Alors qu'aux basses altitudes, le diamètre de la molécule O2
ne lui permet pas d'absorber ce rayonnement, dans la haute atmosphère, après
s'être gonflée, elle a une dimension et un besoin de charge électrique qui lui
permet d’absorber les charges électriques du rayonnement UV, elle devient donc opaque à ce rayonnement. En absorbant
ces UV, elle trouve la charge électrique nécessaire pour rompre la liaison
moléculaire. Les atomes d’oxygène ainsi formés ont une densité plus faible que
celle de la molécule puisque qu’ils occupent chacun un volume identique à celui
que la molécule occupait précédemment (loi d’Avogadro). Ils vont donc
s’élever vers les hautes couches de
l’atmosphère tout en continuant à se dilater puisque la pression ambiante
diminue avec l’altitude. Au fur et à mesure ou ils s’élèvent dans l’atmosphère,
leur densité superficielle de charge diminue et il arrive un stade où ils vont
se trouver en état de manque comme
dans le cas observé § 3.10. Ils vont donc se grouper ensuite par trois pour
constituer une structure stable aux conditions de pression locales.
Ainsi, contrairement
aux idées reçues, les molécules d'ozone n'absorbent pas les UV. Ce sont les
molécules d'oxygène qui nous protègent
de ce rayonnement. L'existence de l'ozone indique seulement que
l'oxygène des hautes couches a fait son travail. Si l'ozone devait en
permanence absorber le rayonnement UV, elle devrait le réémettre sous forme
d'un rayonnement de longueur d'onde différente que d'une façon ou d'une autre,
nous pourrions détecter. L'on devrait donc, du sol, voir les couches d'ozone
par contraste avec les zones où ces couches sont absentes. Par contre, l'ozone
absorbe le rayonnement de certaines longueurs d'onde de la lumière en
provenance du soleil et le réémet au rythme des pulsations de ses sep selon le
processus décrit § 2.3. Ce mécanisme a pour effet de réaliser l'équilibre
thermique de la couche d'ozone dans son ensemble, les couches supérieures étant
mieux exposées au soleil que les couches inférieures.

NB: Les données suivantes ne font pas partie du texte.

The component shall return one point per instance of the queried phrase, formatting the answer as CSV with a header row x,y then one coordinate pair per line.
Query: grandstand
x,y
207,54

On sait que l'ozone se forme quotidiennement par exposition au
soleil et disparaît pendant la nuit. La nuit en effet, les molécules
d'ozone se refroidissent, se
contractent du fait de l'abaissement de la température. En se contractant, leur
densité superficielle de charge augmente ainsi que leur densité volumique, ce
qui leur permet de gagner des couches plus basses et plus chaudes de
l'atmosphère où elles se transforment en molécules O2. Le jour, les molécules d'oxygène absorbent
le rayonnement calorifique solaire, se gonflent, montent dans les hautes
couches où elles absorbent les UV, se cassent en atomes et forment des
molécules d'ozone.
Le mécanisme de formation de l'ozone est le même au sol que dans la haute atmosphère. C'est l'oxygène qui se transforme en ozone en absorbant un rayonnement adéquat. Ce qui se produit quotidiennement au voisinage de nos appareils électriques se produit également dans la haute atmosphère. Seules les longueurs d'onde du rayonnement UV diffèrent, les molécules d'oxygène ayant des dimensions différentes au sol et dans la haute atmosphère, n'absorbent pas les mêmes longueurs d'onde du rayonnement.
L'explication du trou de la
couche d'ozone de la zone australe doit être recherchée ailleurs. Il semble
que ce trou se trouve au point où la ceinture de Van Allen se raccorde au champ
magnétique terrestre. Les pôles Nord et Sud de ce champ ont très certainement
des effets différents en ce qui concerne le guidage du rayonnement
électromagnétique du soleil et l’ionisation des atomes de l’atmosphère. Il
faudrait donc vérifier si l'intensité du rayonnement UV est, au sol, dans cette
zone australe, la même que partout ailleurs. L'absence de rayonnement UV
justifierait l'absence d'ozone.
La couche d'ozone n'est pas le bouclier qui nous protège du
rayonnement ultraviolet mais la preuve que les molécules d'oxygène
omniprésentes ont rempli cet office.